True. Now let me make an analogy. The stated purposes of the military forces of the United States, Canada, and the United Kingdom are to protect freedom and democracy, and indeed we seem to be allies. Should Canada and the UK dissolve their defense departments and disarm entirely, seeing what a great and powerful ally they have in the United States?



That many gay and lesbian people think they know the minds and hearts of bisexuals better than they do themselves is a disgrace. It is NOT however the belief or attitude of the majority of gay and lesbian people.

None of us can say what the majority view of G&L people is, and the argument is irrelevant. There is clearly ENOUGH biphobia that we -- the bisexual populace -- need to organize against it.

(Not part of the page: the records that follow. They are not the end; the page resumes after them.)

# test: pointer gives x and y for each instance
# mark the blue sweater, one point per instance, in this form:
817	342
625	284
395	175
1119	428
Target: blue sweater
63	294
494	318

That bisexuals and the transgendered often feel sidelined by lesbians and gays is not entirely the fault of those people. The very nature of bisexuality and the vast numbers of bisexuals who are not out for reasons we can both understand restricts the influence they will have because of their reluctance to come out, and to stand up and be counted publicly. The transgendered are few in number relatively to either gays or bisexuals and their influence is swamped by that of the larger two groupings.

I agree with you here, and this is why I urge more bis to come out, be visible, and stand together -- with one another, not hiding in the ranks of the rainbow, where as you yourself point out here, the few in number get stomped on.



I have found vis a vis the transgendered that bisexual people are far more likely to be contemptuous of the transgendered than lesbians and gays are of bisexuals,

We should let the TG speak for themselves here. From my POV I see plenty of transphobia within the G&L populace, and not less than within the bi populace. They may want to organize separately, too.


If this increased division is real, the division between the gay and bisexual communities and that of the transgendered, then we are in deep shite. Since the 1960's in the west we have made such progress that the lives of our kind have been transformed. We have done that united and we will continue to do that united. If we begin to fragment and go our own way, then anyone who has any rudimentary knowledge of the great social issues of our world know how the establishment will love that, pick it up, run with it and destroy us. Divide and rule. How the anti lgbt world will love that.

LOL, should we take this as anti-straight animosity?

Not buying the argument that bi people organizing separately weakens the greater movement for sexual liberation. On the contrary, I think creating truly bi-friendly spaces should bring more bi people out, and making louder public voices that truly represent the bi populace will give the call for sexual liberation more validity. As long as it's seen as gay thing, there ain't so much in it for bi folk. We don't like the looks of the mono queer closet.


Nancy Marcus doesn't want the movement to break up. She can see how detrimental to our common cause it would be. She is a wise woman and I think bisexuals who dream of going out on their own would soon find just how mistaken that change would be.

Nancy Marcus is familiar with my views and was delighted to have me post this here on her behalf. I urged her to join the site and post it herself. She was tempted but is trying to cut down on her on-line time and said that for now she will lurk here silently.